To improve rankings, college must address research funding


April 11, 2008



The latest US News & World Report rankings of America’s Best Graduate Schools of education have just been released, and the news for our college was rather disappointing. This year, we were ranked 53rd, and even more disconcertingly, we placed behind three other education colleges in Florida—USF, FSU and the University of Miami—all of which tied at 45th. While we can take some comfort in the fact that two UF programs are still nationally ranked in their specialties, Counselor Education (No. 3) and Special Education (No. 4), and that our peer assessment scores were actually higher than the other colleges in the state, we must recognize that other colleges have now caught up to us, and may continue to remain ahead if we do not make some fundamental changes.

Dean Catherine Emihovich
Dean Catherine Emihovich

Reviewing the criteria, it is now clear that the greatest discrepancy in the rankings occurred in the area of research expenditures. Faculty and students may find this discrepancy puzzling, because we have steadily increased the number of funded grant proposals in the past year; in fact, we now have over $23 million in funded research projects. However, the actual amount spent in a given year may be far less, and this is why our total was so much lower than our state peers. One explanation is that they have many funded centers that operate on yearly state contracts, which raises their annual research expenditures higher than ours.

Obviously, the rankings do not capture all the positive aspects of our college, and they fail to acknowledge all the exciting initiatives currently in place to prepare outstanding educators, help schools improve, and contribute to the quality of education in this state. At the same time, we cannot ignore their public relations value in terms of students making decisions on where to attend graduate school, and for this reason, we will need to concentrate our energies this coming academic year on identifying areas where we can improve our research capacity.

One area that will receive increased attention is to secure more state contracts for one-time expenditures, as well as working with other units across campus to help them manage the assessment portion of their research grants. The Office of Educational Research just recently received funds from the Division of Sponsored Research on campus to develop a new evaluation service to assist PIs across campus with meeting their assessment needs. This new service, which will be known as CAPES (Collaborative Assessment and Program Evaluation Services), is designed to provide researchers with access to applied statisticians, program evaluators, survey methodologists and data analysis programmers to help them prepare rigorous program evaluation plans for their grant proposals.

In addition, OER will continue to work with COE faculty to identity several thematic areas where large, multi-unit, multi-disciplinary proposals can be submitted for major funding.

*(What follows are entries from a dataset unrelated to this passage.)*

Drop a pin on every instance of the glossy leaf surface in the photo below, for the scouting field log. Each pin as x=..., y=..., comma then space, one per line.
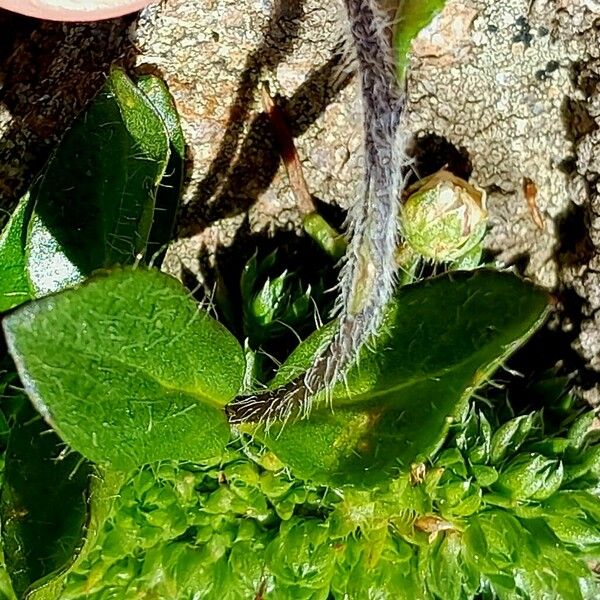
x=93, y=204
x=127, y=369
x=441, y=339
x=14, y=286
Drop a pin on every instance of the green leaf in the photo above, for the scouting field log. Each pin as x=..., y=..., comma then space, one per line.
x=43, y=501
x=329, y=240
x=395, y=407
x=169, y=191
x=104, y=494
x=14, y=286
x=509, y=437
x=531, y=476
x=127, y=369
x=93, y=204
x=412, y=16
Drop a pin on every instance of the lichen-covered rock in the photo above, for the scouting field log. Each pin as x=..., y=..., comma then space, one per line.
x=506, y=92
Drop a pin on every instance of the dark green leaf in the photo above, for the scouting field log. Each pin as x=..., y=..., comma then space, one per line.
x=127, y=369
x=579, y=430
x=14, y=286
x=396, y=406
x=509, y=437
x=93, y=204
x=104, y=493
x=169, y=191
x=43, y=501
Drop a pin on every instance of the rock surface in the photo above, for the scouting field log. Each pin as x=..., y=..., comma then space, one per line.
x=506, y=92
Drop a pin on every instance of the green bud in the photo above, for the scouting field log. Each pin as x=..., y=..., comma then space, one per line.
x=444, y=217
x=484, y=475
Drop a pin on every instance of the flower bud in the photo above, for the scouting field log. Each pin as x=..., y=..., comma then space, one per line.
x=444, y=217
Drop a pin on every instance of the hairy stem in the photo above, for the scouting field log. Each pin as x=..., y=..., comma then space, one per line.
x=367, y=277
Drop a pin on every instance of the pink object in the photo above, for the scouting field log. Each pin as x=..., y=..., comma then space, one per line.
x=74, y=10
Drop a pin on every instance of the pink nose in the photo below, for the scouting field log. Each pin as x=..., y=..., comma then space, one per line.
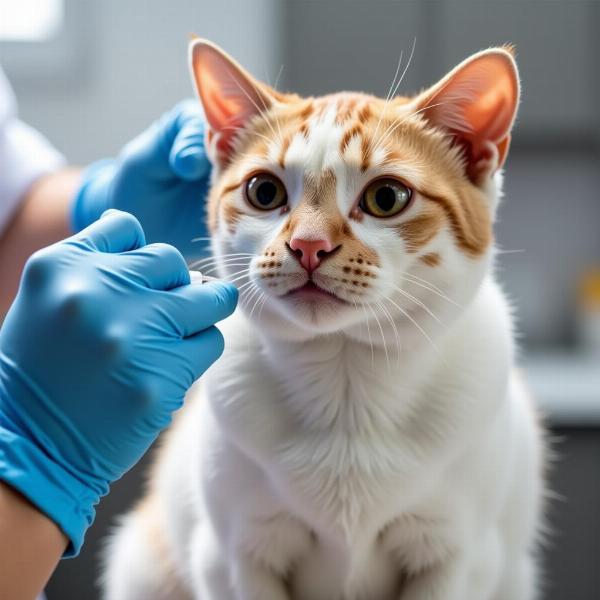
x=310, y=252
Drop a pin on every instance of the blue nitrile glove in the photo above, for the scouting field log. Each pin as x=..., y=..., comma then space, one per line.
x=161, y=177
x=97, y=351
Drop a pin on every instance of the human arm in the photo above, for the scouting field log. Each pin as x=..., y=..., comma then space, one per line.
x=31, y=545
x=104, y=339
x=161, y=177
x=41, y=219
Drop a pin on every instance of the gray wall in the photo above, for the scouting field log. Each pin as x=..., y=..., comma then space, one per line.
x=125, y=61
x=552, y=206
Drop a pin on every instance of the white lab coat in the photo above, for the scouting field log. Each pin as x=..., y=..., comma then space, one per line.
x=25, y=155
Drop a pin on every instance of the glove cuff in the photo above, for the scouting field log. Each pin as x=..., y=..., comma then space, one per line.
x=55, y=492
x=92, y=198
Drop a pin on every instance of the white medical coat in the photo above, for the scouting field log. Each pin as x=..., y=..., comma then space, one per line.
x=25, y=155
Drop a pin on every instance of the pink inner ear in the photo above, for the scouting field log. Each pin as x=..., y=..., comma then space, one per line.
x=229, y=95
x=477, y=102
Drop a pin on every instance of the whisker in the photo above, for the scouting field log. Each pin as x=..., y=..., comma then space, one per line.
x=260, y=112
x=414, y=322
x=261, y=296
x=387, y=357
x=251, y=133
x=412, y=53
x=213, y=269
x=238, y=277
x=397, y=123
x=278, y=77
x=219, y=261
x=433, y=290
x=385, y=105
x=369, y=334
x=417, y=302
x=393, y=324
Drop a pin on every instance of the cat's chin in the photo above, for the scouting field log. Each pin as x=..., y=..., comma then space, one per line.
x=308, y=312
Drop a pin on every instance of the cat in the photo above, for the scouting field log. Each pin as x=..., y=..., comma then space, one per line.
x=365, y=435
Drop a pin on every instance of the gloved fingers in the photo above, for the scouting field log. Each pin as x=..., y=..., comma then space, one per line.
x=193, y=308
x=187, y=156
x=157, y=266
x=203, y=349
x=115, y=231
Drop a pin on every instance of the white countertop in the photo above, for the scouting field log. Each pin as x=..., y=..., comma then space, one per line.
x=566, y=387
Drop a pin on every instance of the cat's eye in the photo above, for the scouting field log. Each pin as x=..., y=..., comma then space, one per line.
x=385, y=197
x=265, y=192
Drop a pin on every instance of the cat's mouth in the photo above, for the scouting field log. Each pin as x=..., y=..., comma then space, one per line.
x=312, y=292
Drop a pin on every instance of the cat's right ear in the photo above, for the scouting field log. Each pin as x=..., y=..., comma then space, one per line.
x=229, y=95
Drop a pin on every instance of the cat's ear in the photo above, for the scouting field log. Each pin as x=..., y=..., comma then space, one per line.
x=477, y=102
x=229, y=95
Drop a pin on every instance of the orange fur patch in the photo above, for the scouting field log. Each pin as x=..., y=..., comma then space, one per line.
x=433, y=259
x=421, y=229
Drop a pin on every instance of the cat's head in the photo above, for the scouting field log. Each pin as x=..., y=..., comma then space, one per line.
x=350, y=212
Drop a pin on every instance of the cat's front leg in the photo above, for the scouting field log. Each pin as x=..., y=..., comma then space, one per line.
x=468, y=574
x=252, y=581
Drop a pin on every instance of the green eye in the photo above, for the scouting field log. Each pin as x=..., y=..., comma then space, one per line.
x=265, y=192
x=385, y=198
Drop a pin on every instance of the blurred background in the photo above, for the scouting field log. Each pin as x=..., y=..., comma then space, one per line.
x=90, y=75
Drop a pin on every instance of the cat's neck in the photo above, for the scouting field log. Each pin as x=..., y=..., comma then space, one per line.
x=340, y=382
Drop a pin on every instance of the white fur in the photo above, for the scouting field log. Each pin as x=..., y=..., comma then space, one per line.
x=369, y=462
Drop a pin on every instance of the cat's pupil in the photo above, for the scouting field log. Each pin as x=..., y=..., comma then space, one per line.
x=385, y=198
x=266, y=193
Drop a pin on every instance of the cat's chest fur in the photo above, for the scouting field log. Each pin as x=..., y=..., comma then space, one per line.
x=327, y=423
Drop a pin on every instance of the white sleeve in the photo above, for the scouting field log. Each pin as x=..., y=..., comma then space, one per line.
x=25, y=155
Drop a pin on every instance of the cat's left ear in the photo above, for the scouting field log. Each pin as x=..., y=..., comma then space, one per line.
x=229, y=95
x=477, y=102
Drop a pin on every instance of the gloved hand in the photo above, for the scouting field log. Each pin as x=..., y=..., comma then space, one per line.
x=161, y=177
x=100, y=346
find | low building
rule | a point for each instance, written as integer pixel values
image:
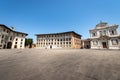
(105, 36)
(59, 40)
(10, 38)
(86, 44)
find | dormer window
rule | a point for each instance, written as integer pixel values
(93, 34)
(112, 31)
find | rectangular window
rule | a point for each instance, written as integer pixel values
(93, 34)
(15, 42)
(16, 39)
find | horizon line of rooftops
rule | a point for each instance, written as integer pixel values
(101, 24)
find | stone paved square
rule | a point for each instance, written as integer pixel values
(59, 64)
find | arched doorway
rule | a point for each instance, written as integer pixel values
(9, 45)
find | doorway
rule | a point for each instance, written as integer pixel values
(104, 44)
(9, 45)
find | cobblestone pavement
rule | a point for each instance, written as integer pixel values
(69, 64)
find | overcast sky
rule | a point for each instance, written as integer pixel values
(51, 16)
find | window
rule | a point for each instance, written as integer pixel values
(95, 42)
(16, 39)
(93, 34)
(112, 32)
(104, 32)
(3, 30)
(16, 34)
(114, 42)
(15, 42)
(22, 40)
(2, 36)
(11, 38)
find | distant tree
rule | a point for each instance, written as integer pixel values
(28, 42)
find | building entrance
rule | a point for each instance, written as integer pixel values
(9, 45)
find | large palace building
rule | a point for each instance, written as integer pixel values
(10, 38)
(105, 36)
(59, 40)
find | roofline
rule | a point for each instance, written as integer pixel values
(12, 30)
(59, 33)
(104, 27)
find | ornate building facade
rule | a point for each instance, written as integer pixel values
(10, 39)
(59, 40)
(105, 36)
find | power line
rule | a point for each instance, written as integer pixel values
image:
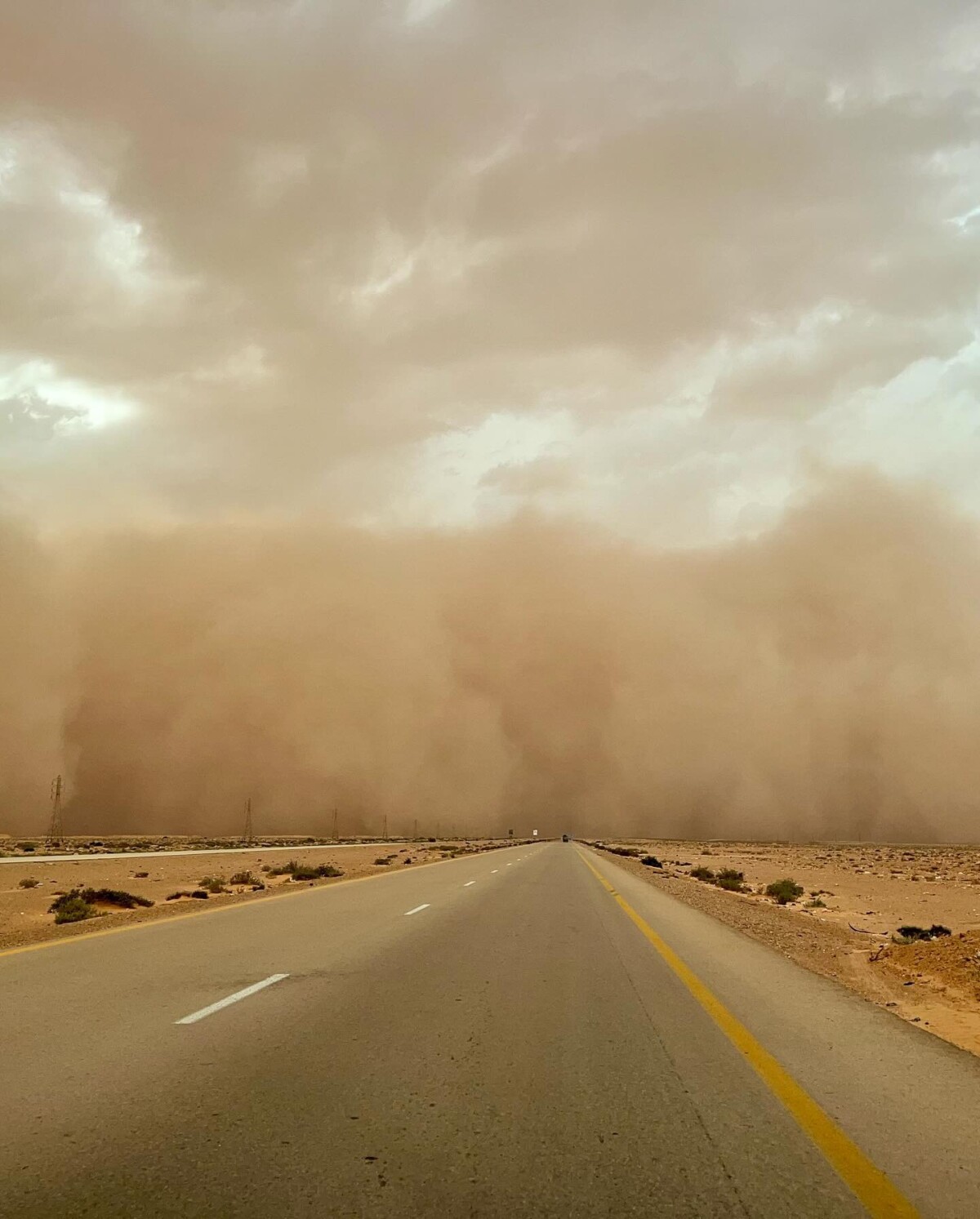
(55, 829)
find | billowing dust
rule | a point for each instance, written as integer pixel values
(818, 682)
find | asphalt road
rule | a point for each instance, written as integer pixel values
(497, 1035)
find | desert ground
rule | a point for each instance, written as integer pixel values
(845, 924)
(26, 917)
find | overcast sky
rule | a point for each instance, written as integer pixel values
(650, 264)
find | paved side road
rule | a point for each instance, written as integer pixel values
(495, 1035)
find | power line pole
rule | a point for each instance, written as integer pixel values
(55, 829)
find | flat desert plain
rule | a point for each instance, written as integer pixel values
(845, 924)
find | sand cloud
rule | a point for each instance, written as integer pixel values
(417, 406)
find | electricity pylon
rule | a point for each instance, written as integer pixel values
(55, 829)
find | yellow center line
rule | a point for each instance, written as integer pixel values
(879, 1197)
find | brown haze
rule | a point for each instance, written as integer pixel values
(400, 403)
(821, 680)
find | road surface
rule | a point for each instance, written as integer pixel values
(495, 1035)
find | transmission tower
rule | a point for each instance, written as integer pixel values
(55, 829)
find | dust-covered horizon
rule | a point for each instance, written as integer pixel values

One example is the area of early childhood studies, which not only involves multiple programs within our college, but also has the potential to attract faculty from developmental psychology; family, youth and community sciences; nursing; and pediatrics to collaborate on projects designed to address the needs of young children and their families.

In closing this column for the academic year (as our traditional summer hiatus for publishing coE-News approaches), I want to end on a positive note amidst all the gloom of budget cuts and declining rankings, and mention the recent writing contest we held to ask COE and PKY faculty and students to respond to the topic, “What’s good in education.” We received over 27 entries, including one from a practicing educator (and graduate student in our online degree program) in Miami. The winning entry, along with selected others, are to be featured on our Web site this week with a link on our home page.

Even as we grapple with what seem to be intractable problems, it’s extremely important to remind ourselves of why we do the work we do, and I think you’ll find the winning entry to be a heartwarming testament to the power of education to change lives for the better. Our college is strong and vibrant, and next year I anticipate that we will rise again in the rankings as we continue to make significant contributions to educational issues and concern across this state and beyond.